Salome
Vallahi bir aydır bu günü korkuyla karışık bir merak ve saflığımdan kaynaklanan herzamanki boşvermişliğimle bekliyorum. Nedeni de geçen ay bir şarkısını aktardığım Erik Schrody namı diğer Everlast abimizle ilgili “ne yazacağım şimdi ben” sitresine girmiş olmamdan kaynaklanmakta. Sadece şarkılarını bilirim bir de berbat bir hayat tarzından sonra İslam’ı seçerek kendisine çeki düzen vermeye çalıştığını. Biyografisini internetten bul tercüme et, of of zor iş, hem sıkıcı, hem zaman kaybı. Dinleyiciye ne adamın doğum gününden. Neyse işte bende İslam’la ilgili söylediği güzel lafları derleyip ileteyim dedim. Derlemek derken hepsini islamonline.net’deki bir röportajdan aktarıyorum. Yalnız belirteyim bu Amerikan Müslümanları sapkın Elijah Muhammed -The Nation of Islam- İslam’ını bilirler ki bayağı garip bir İslam’dır, biz doğuştan müslümanların tüylerini ürpertir, kaşını çattırır ve şüpheye düşürür. Neyse valla zor konular bunlar bana düşmez.
- İslam’la Tanışması Üzerine
“İslam’ı ilk defa İslam olarak tanıdığım zamanı hatırlamaya çalışıyorum. Divine’ın (Müslüman komşusu ve arkadaşı) arkadaşlarından biri kelime-i şehadet getirdiğinde oradaydım. “Allah’dan başka tanrı olmadığına ve Muahammed’in onun resulu olduğuna şehadet ederim.” dediğini duydum.
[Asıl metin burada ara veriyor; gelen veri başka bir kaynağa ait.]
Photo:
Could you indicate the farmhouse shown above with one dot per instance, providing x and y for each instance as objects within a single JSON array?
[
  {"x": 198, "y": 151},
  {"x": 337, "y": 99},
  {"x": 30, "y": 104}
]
Hatırlıyorum da şöyle demiştim: “Nasıl yani? Ben beyazım. Aranıza katılabilir miyim ki?” Çünkü Amerika’da İslam “Zenci Olayı” diye bilinir. İşte içlerinden biri: “Dünyada ne kadar beyaz müslüman var tahmin bile edemezsin.” dedi. “Müthiş bir şey haberim bile yoktu” dedim ben de.”
- Müslüman Olduktan Sonra Baskıyla Karşılaşıp Karşılaşmadığı Üzerine
“Bana göre İslam benimdir. Allah tüm insanların ve alemlerin yaratıcısıdır. İslam benim Tanrıyla kişisel iletişimimdir. Bu yüzden ben kendime baskı uygulamazsam kimse de uygulayamaz. Namaz kıldığım camide kendimi evimdeki kadar rahat ve huzurlu hissediyorum. Ülkenin değişik yerlerinde de gittiğim camilerde çok rahattım ve birçok ırktan insan vardı – Çinli, Koreli, İspanyol ve daha birçokları. Ve bu da iyi birşey çünkü kendi mahallemdeki camide tek beyaz benim… Ama kendimi diğerlerinden farklı hissetmiyorum.”
-Ailesinin Tepkisi Üzerine
“Annem çok açık fikirli ve gelişmeye yatkın biridir. Annem benimle yaşıyor. Hayatım boyunca Tanrı’nın var olduğu bilinciyle yetiştirildim ama belli bir inanç tarzım olmadı. Benim annem bir Katolik olduğu halde kilisenin ikiyüzlülüğünü bana gösteren ilk kişi oldu. Kendisi uzun zamandır kilisiye gitmemiştir. Ama hayatımda Tanrı’nın var olması onu mutlu kıldı. Benim namaz kıldığımı görüyor ve ne kadar değiştiğimi de. Hayatıma ne kadar huzur geldiğinin farkında. Annem müslüman değil ama tek Tanrı’ya inanıyor ve bu da benim için sevindirici bir şey.” İşte böyle yani.